The Yankees would also lead the list today over the Cardinals had they not won a title since 1977. The five that they have won since then have only served to advance their lead over the Cards from 3.82 DTC from 21 real titles to their current 7.43/26.
The point, again, is that this is an exercise done in fun, not to make any hard conclusions about everything. It’s just a different way of thinking about comparing team histories while placing more emphasis on recent performance.

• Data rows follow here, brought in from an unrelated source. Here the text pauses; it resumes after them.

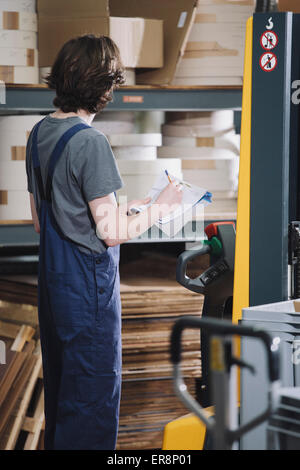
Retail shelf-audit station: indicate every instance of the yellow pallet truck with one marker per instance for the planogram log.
(267, 257)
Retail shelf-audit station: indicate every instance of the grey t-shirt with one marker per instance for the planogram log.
(86, 170)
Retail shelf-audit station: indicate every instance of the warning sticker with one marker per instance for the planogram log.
(269, 40)
(268, 62)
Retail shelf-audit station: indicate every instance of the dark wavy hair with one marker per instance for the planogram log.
(86, 71)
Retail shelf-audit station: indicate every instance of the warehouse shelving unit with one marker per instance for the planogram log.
(38, 98)
(28, 99)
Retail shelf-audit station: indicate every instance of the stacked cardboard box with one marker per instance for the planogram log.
(214, 53)
(140, 40)
(14, 200)
(177, 17)
(208, 147)
(18, 42)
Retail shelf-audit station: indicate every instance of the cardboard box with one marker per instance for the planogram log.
(289, 5)
(15, 20)
(23, 39)
(178, 17)
(140, 41)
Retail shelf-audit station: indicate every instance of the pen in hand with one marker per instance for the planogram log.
(166, 171)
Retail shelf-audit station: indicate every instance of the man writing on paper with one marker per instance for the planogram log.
(72, 177)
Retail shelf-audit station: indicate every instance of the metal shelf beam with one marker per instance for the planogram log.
(22, 99)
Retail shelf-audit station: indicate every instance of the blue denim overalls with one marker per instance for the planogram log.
(80, 326)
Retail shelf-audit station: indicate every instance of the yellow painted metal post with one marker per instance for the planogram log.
(242, 250)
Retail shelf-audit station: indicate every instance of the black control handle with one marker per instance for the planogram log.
(222, 327)
(196, 284)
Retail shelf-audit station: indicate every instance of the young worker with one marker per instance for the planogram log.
(72, 178)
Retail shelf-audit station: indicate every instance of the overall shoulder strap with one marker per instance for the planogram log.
(57, 152)
(36, 161)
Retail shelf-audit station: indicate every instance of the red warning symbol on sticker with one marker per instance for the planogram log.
(269, 40)
(268, 62)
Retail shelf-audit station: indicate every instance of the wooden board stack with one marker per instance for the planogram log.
(208, 147)
(149, 309)
(214, 54)
(14, 132)
(18, 42)
(18, 381)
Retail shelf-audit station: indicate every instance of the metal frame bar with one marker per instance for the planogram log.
(39, 99)
(270, 156)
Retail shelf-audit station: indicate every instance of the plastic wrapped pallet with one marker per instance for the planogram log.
(209, 149)
(135, 146)
(135, 153)
(110, 122)
(214, 52)
(18, 5)
(141, 140)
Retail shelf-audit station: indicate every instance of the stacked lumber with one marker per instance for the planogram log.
(214, 53)
(18, 42)
(19, 374)
(150, 306)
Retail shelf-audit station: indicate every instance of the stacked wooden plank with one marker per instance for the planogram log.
(18, 42)
(150, 307)
(214, 54)
(208, 146)
(19, 374)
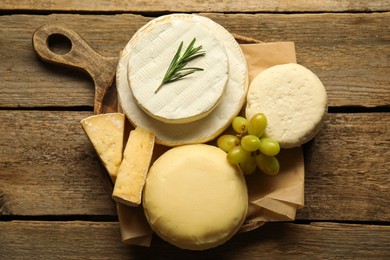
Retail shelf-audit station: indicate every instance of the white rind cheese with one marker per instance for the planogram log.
(210, 126)
(196, 207)
(105, 131)
(133, 170)
(294, 100)
(189, 98)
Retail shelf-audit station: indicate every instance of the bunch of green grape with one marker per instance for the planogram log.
(249, 148)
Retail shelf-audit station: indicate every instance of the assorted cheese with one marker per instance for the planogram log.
(206, 128)
(105, 131)
(189, 98)
(134, 167)
(191, 195)
(194, 198)
(294, 100)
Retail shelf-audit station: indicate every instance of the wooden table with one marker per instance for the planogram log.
(54, 194)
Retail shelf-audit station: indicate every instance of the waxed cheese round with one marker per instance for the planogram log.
(186, 99)
(194, 198)
(294, 100)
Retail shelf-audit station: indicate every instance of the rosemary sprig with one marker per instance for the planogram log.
(177, 69)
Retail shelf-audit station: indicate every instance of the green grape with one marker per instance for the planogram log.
(269, 146)
(226, 142)
(250, 143)
(240, 124)
(237, 155)
(267, 164)
(257, 124)
(249, 166)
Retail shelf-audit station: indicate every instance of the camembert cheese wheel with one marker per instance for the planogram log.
(208, 127)
(294, 100)
(196, 207)
(105, 131)
(189, 98)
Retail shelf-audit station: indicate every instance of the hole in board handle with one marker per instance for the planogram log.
(59, 44)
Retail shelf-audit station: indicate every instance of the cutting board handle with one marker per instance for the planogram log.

There have been 102 World Series, and the sum of the discounted titles is 31.96. With this, we can see that the ratio is 3.2 real titles/discounted titles. We can multiply each franchise’s DTC by 3.2 to put it on an equivalent scale to actual titles. That gives us this list:
We can use either the ratio of actual titles to DTC or the difference between the actual titles and the DTC equivalents to find the teams that have gotten the most bang for the buck for their titles. The difference is easier to process as a number, but it also favors larger numbers for teams with large number of titles. The Yankees have 2 less DTC equivalent titles then actual titles; they still have 24 DTC equivalent, which is not going to cause anyone to shed any tears for them. So by ratio:
Looking at this list, we can see that the most fortunate teams are recent winners of their only championship(s), which is not exactly a surprise, but it accounts for the Angels, Diamondbacks, Marlins, Blue Jays, Royals, and Phillies. On the flip side, we can see that the Cubs and the Giants have the greatest disconnect between what it says in the record book and the amount of satisfaction their current fans have received from it. My Indians also stand out; I hope to see this rectified some time in the near future.